I never used to care for New York very much. When I was a kid I found it crowded, dirty and overwhelming. The tall buildings and the masses of people used to make me feel cramped and claustrophobic. Growing up in DC, just 4 hours away from the biggest city in the US, I had visited often but never really enjoyed myself.
Something changed though. My friends started moving to New York, I revisited the place over an over, as an adult (and a traveler), and was surprised to find I didn’t hate it at all! Actually, New York was kind of fun.
Over the last few years I’ve visited about a dozen times. New York became the place where I reunited with friends, and the city where I took risks and made new ones. It’s where I attended my first TBEX conference and where I fell helplessly for my handsome boyfriend. Then, this summer my best friend moved to Brooklyn and I got to explore New York from an entirely new perspective.

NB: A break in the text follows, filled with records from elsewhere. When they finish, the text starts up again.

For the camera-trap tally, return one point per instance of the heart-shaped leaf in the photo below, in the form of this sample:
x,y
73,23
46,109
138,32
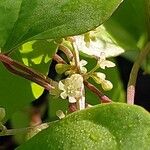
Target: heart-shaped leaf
x,y
107,127
51,19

Basically, I stopped looking at New York through the eyes of a tourist, and started experiencing it, not quite as a local, but as someone who belonged and who felt comfortable. It’s not MY city, it probably never will be, but there are parts of me entangled in the tall buildings and city blocks. It’s a part of my story, and in some teeny tiny way I’m a part of it.
The ten year anniversary of 9/11 was this week, although that’s not why I wrote this. Honestly, it’s an event that touched me much more as a Washingtonian (who lives just minutes from the Pentagon) than as a New Yorker. Nonetheless I have been to New York dozens of times in the past ten years, it’s recovery coinciding with a lot of my own feelings and discoveries in the city. I feel a lot closer to New York now than I did 10 years ago, and it makes me happy that even after such horrible tragedy, the city is as vibrant and beautiful as ever.